Glenn Gould spielt, während er wie so oft dabei mitsingt, Johann Sebastian Bach. Vielfach schneidet Lars von Trier das musikalische Extrem-Solo in seine Killer-Sinfonie des Grauens ein. Weshalb und zu wessen Legitimation? Um den Künstler als Sonderfall des Menschlichen im Bann des Dämonischen zu brandmarken oder zu heroisieren? Nicht allein der Pianist wird in »The House that Jack built« zum Zeugen, ob Zeuge der Anklage oder Entlastungszeuge für den Serienmörder Jack, von Matt Dillon wie in Stein gemeißelt dargestellt.
Auch die Gotik, Gauguin, überhaupt die Künste bis in Selbstzitate der eigenen von Trier-Filme wie »Melancholia«, bis in die Travestie mit Albert Speers Bauten für Hitler und bis zu den Unholden der Geschichte, die die Hölle auf Erden schufen und dort, zumindest metaphorisch, auf ewig brennen.

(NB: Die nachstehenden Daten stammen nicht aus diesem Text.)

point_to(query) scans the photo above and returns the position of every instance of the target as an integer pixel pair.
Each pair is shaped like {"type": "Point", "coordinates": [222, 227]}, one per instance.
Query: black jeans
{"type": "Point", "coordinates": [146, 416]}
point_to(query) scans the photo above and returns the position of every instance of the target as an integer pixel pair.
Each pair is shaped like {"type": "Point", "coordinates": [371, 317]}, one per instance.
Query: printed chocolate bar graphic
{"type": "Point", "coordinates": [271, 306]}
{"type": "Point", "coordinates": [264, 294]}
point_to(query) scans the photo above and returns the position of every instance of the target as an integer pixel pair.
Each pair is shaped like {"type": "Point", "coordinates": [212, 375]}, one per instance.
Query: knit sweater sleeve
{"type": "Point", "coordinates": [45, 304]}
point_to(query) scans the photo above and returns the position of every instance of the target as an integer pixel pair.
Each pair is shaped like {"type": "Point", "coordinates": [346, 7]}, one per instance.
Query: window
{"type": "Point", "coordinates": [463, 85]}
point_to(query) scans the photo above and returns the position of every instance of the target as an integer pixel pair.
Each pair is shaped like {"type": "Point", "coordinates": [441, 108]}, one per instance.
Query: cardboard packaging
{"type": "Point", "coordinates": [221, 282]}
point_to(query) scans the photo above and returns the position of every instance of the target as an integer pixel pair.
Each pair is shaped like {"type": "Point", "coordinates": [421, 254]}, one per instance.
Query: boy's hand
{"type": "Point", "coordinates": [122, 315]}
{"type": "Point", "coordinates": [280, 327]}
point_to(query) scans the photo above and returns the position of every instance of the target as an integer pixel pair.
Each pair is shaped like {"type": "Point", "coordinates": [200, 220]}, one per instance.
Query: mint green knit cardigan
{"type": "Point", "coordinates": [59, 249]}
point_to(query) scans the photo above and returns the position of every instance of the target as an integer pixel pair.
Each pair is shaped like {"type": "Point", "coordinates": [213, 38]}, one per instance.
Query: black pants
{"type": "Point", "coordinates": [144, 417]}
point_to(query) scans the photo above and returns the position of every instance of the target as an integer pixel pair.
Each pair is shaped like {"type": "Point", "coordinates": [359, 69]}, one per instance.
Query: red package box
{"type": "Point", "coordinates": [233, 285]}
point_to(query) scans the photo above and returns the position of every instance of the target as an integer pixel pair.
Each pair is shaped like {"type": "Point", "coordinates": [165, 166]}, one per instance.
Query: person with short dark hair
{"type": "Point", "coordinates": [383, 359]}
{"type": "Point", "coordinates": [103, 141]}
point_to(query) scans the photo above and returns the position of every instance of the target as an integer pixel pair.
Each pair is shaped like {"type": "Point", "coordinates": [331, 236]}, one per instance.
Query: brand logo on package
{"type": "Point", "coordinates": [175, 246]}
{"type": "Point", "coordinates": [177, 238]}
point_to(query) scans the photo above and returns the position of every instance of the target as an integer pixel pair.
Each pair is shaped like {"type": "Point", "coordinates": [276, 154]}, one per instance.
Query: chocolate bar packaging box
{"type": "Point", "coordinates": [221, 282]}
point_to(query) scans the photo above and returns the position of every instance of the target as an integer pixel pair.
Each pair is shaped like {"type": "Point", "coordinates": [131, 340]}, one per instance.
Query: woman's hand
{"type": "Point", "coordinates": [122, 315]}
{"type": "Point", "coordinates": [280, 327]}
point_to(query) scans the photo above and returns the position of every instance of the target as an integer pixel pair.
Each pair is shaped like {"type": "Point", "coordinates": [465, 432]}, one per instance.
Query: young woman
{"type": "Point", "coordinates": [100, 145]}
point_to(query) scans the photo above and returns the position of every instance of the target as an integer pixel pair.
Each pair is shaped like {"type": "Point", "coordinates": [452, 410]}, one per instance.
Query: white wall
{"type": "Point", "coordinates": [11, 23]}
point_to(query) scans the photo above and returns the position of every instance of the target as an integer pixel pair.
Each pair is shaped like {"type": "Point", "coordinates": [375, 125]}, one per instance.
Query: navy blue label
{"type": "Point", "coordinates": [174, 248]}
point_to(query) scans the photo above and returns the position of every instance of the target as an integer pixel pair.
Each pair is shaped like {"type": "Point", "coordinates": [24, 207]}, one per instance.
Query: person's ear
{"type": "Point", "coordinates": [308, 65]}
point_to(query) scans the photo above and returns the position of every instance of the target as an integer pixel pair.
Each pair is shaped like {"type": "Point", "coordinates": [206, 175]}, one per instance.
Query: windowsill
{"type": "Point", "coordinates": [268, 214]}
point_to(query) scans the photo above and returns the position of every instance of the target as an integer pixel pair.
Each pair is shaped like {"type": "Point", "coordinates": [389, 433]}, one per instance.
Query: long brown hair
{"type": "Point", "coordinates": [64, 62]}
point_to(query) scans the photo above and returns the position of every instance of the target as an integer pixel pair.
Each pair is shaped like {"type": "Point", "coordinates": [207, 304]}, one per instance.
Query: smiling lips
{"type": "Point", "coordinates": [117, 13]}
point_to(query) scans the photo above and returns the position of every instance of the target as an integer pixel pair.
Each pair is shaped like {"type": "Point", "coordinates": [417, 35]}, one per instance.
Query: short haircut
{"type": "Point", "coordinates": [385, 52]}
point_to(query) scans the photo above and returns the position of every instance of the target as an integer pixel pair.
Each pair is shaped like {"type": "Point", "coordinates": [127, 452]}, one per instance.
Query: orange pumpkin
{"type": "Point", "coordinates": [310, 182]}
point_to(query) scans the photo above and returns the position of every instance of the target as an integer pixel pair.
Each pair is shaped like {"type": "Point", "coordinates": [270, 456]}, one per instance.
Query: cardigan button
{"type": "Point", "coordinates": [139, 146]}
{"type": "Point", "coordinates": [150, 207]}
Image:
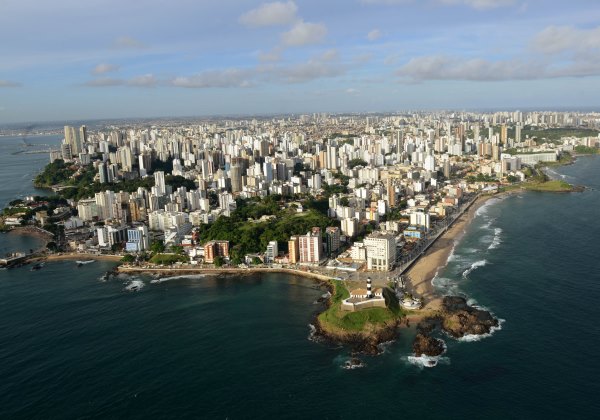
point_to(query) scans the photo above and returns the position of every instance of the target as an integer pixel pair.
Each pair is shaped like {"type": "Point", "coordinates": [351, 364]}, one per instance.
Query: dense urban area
{"type": "Point", "coordinates": [350, 192]}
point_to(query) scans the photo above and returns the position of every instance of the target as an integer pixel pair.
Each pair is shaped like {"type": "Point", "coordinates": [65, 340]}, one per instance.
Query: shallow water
{"type": "Point", "coordinates": [72, 346]}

In hybriden Künstlerexistenzen und Ausnahme-Erscheinungen sieht der pathologische Charakter Jack, der Zwangsneurotiker und Architekt des Todes, seine Brüder. Einmal werden als Beispiel der Eiswein und die Edelfäule der Trauben herangezogen, um einen produktiven Prozess der Zersetzung zu schildern. Dann wieder das Bild vom Schatten, der seinen Menschen begleitet und sich je nach Lichteinfall dehnt, voranläuft, hintan hängt, in der Größe changiert.
Fünf mörderische »Vorfälle«, weniger perfekt als risikoreich ausgeführt, als wolle der moralfreie »Mister Sophistication« Jack auf frischer Tat erwischt werden, erleben wir mit. Der dritte ist der schauerlichste in der Filmgeschichte von Pasolini bis Haneke: der an einer Mutter und ihren zwei kleinen Söhnen, deren Leichen die Frau bei einem grausigen Picknick füttern soll. Die Toten lagert Jack zu Dutzenden im Kühlhaus ein, wo er einen letzten irresten Testversuch unternimmt.
Der Film will Dantes »Divina Commedia« paraphrasieren mit dem Antichrist Jack und dem Seelenführer Vergil alias Verge (Bruno Ganz als bedächtig altfränkische Gewissens-Instanz und Autorität des Humanen). Verge ruft als Antithesen Goethe und Buchenwald auf. Aber der dialektische Gedanke daran bleibt ungedacht. Der von schwarzer Romantik fatal infizierte Lars von Trier inszeniert den Trip ins Dunkel als Laborblutbericht, kalt und präzise, ohne die melodramatische Schutzhülle seiner früheren Film-Räusche. Aber muss jemand ein monströses Leichen-Schauhaus errichten, um für sich den Geniebegriff zu klären und das Verhältnis von Gut und Böse – und sei im Angesicht der aktuellen Politik und Gesellschaft in den USA – zu betrachten?
»The House that Jack built«, Regie: Lars von Trier, Dänemark 2018, 150 Min., Start: 29. November 2018.